Elizabeth Agnew Cochran is an associate professor of theology at Duquesne University. She teaches undergraduate and graduate courses that focus on virtue, moral methodology, health care ethics, and the history of moral thought in Christianity. She is the author of two books, Receptive Human Virtues (Penn State University Press, 2011) and Protestant Virtue and Stoic Ethics (T&T Clark, 2018) which explore the ways in which Christian accounts of character and moral dispositions have been understood at various historical moments and have developed over time. Elizabeth teaches the United Pittsburgh graduate course alongside Fr. Paul Abernathy.
"I'm excited to teach this course. By bringing academic study of these themes into conversation with insights communicated through the lecture series and conversation with community partners, this course will challenge all of us to reflect carefully about how the work that takes place in a university classroom may speak to concerns about structural injustice and inequality in a real-life context," Elisabeth says.
Undergraduate Course: Social Ethics and Racial Geographies
Elisabeth Vasko is an associate professor of theology. At Duquesne, she teaches undergraduate and graduate courses in liberation theologies, gender studies in religion, and theological anthropology. She is the author of Beyond Apathy: A Theology for Bystanders (Fortress Press), which highlights the significance of social privilege in the form of silent complicity in sustaining sexual violence and white racism. Elisabeth teaches the undergraduate United Pittsburgh course with Terri Baltimore from the Hill House Association.
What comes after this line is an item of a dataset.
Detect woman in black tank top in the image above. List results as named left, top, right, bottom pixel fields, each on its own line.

"Violence always begs the question of communal complicity and moral agency. As a person of faith, educator, activist, parent, and scholar; I believe we are called to participate in the creation of a more just and loving society. United Pittsburgh provides a unique opportunity to continue this work. I hope you will join us," says Elisabeth. "There are no "pre-requisites" for this series. All are welcome, irrespective of your race, gender, religion, sexual preference, class, ability, educational background, or experience. I want to meet you," she adds.
Terri Baltimore is the Director of Neighborhood Engagement for the Hill House Association. Currently, she is responsible for environmental programs, volunteer activities, strategic partnerships and historic tours of the community. Terri co-founded the "Dot Talley Center," which provided supportive housing for women in recovery and their children, and "Find The Rivers," a community-driven approach to improving economic, environmental, and cultural and public health in the Hill District. She also served on the team that created "The Greenprint," the award winning green plan for the Hill District. She was the inaugural Community Fellow at Duquesne University's Center for Engaged Teaching and Research. Terri is Board Chair of the Ujamaa Collective; serves on the African American Advisory Board at the John Heinz History Center; and is a member of the Daisy Wilson Artist Community. She is an adjunct faculty member and co-teaches the undergraduate United Pittsburgh course with Dr. Elisabeth Vasko.